Folly’s take on philosophers—half-blinded by their obsession with esoteric “quiddities”—and theologians—“a remarkably supercilious and touchy lot”—could be a Dennis Miller rant about our own self-aggrandizing intellectual elites. Christ’s apostles, Folly declares, would need another Holy Spirit, in addition to the first one, in order to teach them all the labyrinthine ideas of these scholars. Anything that leaves the clouds of abstraction and descends to earth—anything, that is, that touches on concrete human experience—is in danger of being censored by these theologians as heretical. “This proposition is scandalous,” they say, “this is irreverent; this smells of heresy; this doesn’t ring true.”
Folly concludes her routine by celebrating the biblical passages that pay tribute to folly. Here Erasmus truly causes readers to feel a sense of vertigo. So long as Folly seemed to be praising what we “in real life” would condemn, the nature of the allegory was straightforward. But in citing the many passages in the Bible that ask believers to become like children and fools, the allegory gains a new twist. “God’s foolishness is wiser than men,” Folly reminds her audience. “The doctrine of the cross is folly to those who are perishing.”

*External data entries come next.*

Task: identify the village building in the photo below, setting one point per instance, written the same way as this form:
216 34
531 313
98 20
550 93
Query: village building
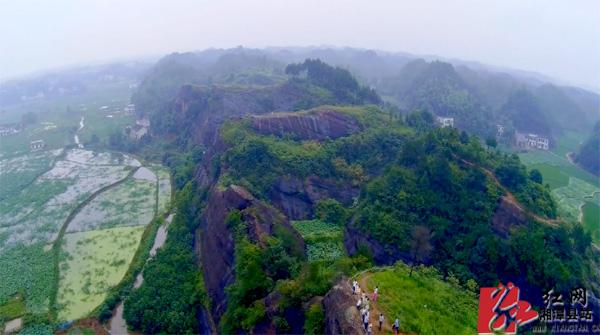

It is not difficult to see why the more literal-minded of his day—and ours— might find Erasmus’s criticisms intemperate. To be sure, the ending appears to celebrate unlearned foolishness, and in a very real sense it does hold up the faith of the fishermen, artisans, and tax collectors who first followed Jesus. But the final irony of the Folly is that its celebration of simplicity is made in the most learned and sophisticated manner imaginable. Erasmus drew on the tradition of “learned ignorance,” found in the work of the mystic Nicholas of Cusa and also in Dante’s Divine Comedy: that our goal in life must be to pass from youthful ignorance through the follies of maturity and worldly involvement only to practice the imaginative and spiritual disciplines capable of restoring us to a higher form of innocence—as Dante, purged of his errors and sins, is able to glimpse, if only for a moment, the beatific vision in heaven.
The Praise of Folly employs irony and indirection for many reasons, but its literary artifice is ultimately used to hint at something we cannot approach directly: the mystery of God’s grace. In this book Erasmus catches out the literal-minded fundamentalist on the one hand and the paganized humanist, who thinks that secular learning is sufficient, on the other. It is a sophisticated book that praises simplicity. In its love of paradox, ambiguity, and indirection, it affirms the role of art as an indispensable medium through which the transcendent can be known.